Deve-se à implantação do SOC (Comando de Operações Especiais) o revigoramento da capacidade russa nessa área.  Na Criméia foram capazes de criar um fait Acompli tão rapidamente, que se tornou quase impossível às autoridades ucranianas responderem à ameaça. É possível imaginar algo similar na relação da Rússia com outros países. Se, em um conflito da Rússia com outro Estado, os russos empregarem as SOF para estabelecer velozmente um fato consumado, o governo opositor pode se ver a braços com um sério dilema.
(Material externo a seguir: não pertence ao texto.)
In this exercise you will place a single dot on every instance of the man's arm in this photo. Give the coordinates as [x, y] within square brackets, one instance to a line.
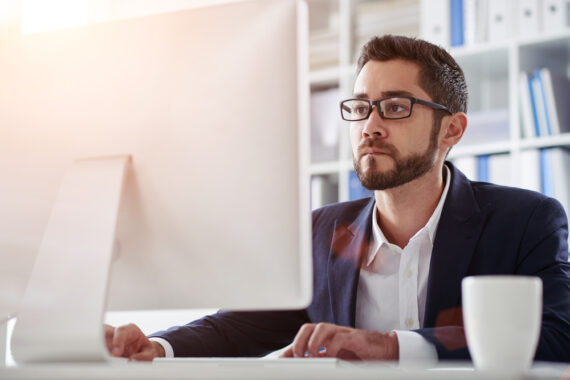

Admitindo que esse tipo de operação não seja tarefa fácil, o contra-ataque também não o é, afora implicar no risco de escalada para um conflito geral indesejável. Esse é o caso de aceitar limitadamente o dano material/político da nova situação. Os países da NATO, ademais, devem levar em conta a eventual avaliação da nova conjuntura por outros membros da aliança. Projetar uma resposta militar, ainda que justificável por fundamentos particulares, não estimula qualquer membro da aliança a pensar da mesma forma. Sérias discordâncias acerca de uma escalada militar poderão aflorar.

O Estado “hospedeiro” necessitará provavelmente tempo para analisar e clarear o contexto antes de decidir, ou não, qual o tipo de reação.  Segundo, o emprego sui generis das SOF e da guerra híbrida em geral pelos russos terá, certamente, um perfil diferente caso a caso. Destarte, preparar-se de acordo com cenário ucraniano poderá ser de valor limitado. Diversamente, cada país necessita identificar quais são suas prováveis vulnerabilidades peculiares em caso de conflito com a Rússia.

O foco principal será lidar com essas fragilidades. Terceiro, os efeitos do emprego das SOF poderão ser alavancados pelo uso simultâneo de ferramentas não-militares. Nos casos da Criméia, principalmente, e da Donbass, esses meios acinéticos foram a propaganda de alta intensidade por mídias controladas direta ou indiretamente pelo Estado russo e a interrupção da infraestrutura de comunicações da Ucrânia (v. nota 22). A lição definitiva é estar preparado para o fato de que várias ameaças podem se manifestar simultaneamente.

Se não houver uma mudança de regime, as relações da Rússia com outros países continuarão desafiadoras por anos. Entenda-se que até mesmo a Rússia não esteja cogitando em confrontação direta. Interesses opostos e interpretações divergentes das realidades políticas podem, talvez, tornar o conflito uma possibilidade concreta. Para muitos países, até que ampla compreensão e relações mais estáveis com a Rússia se tornem realidade, o perigo de conflito violento permanece uma possibilidade. Nesses termos, a crescente capacidade das SOF russas é um fator preocupante.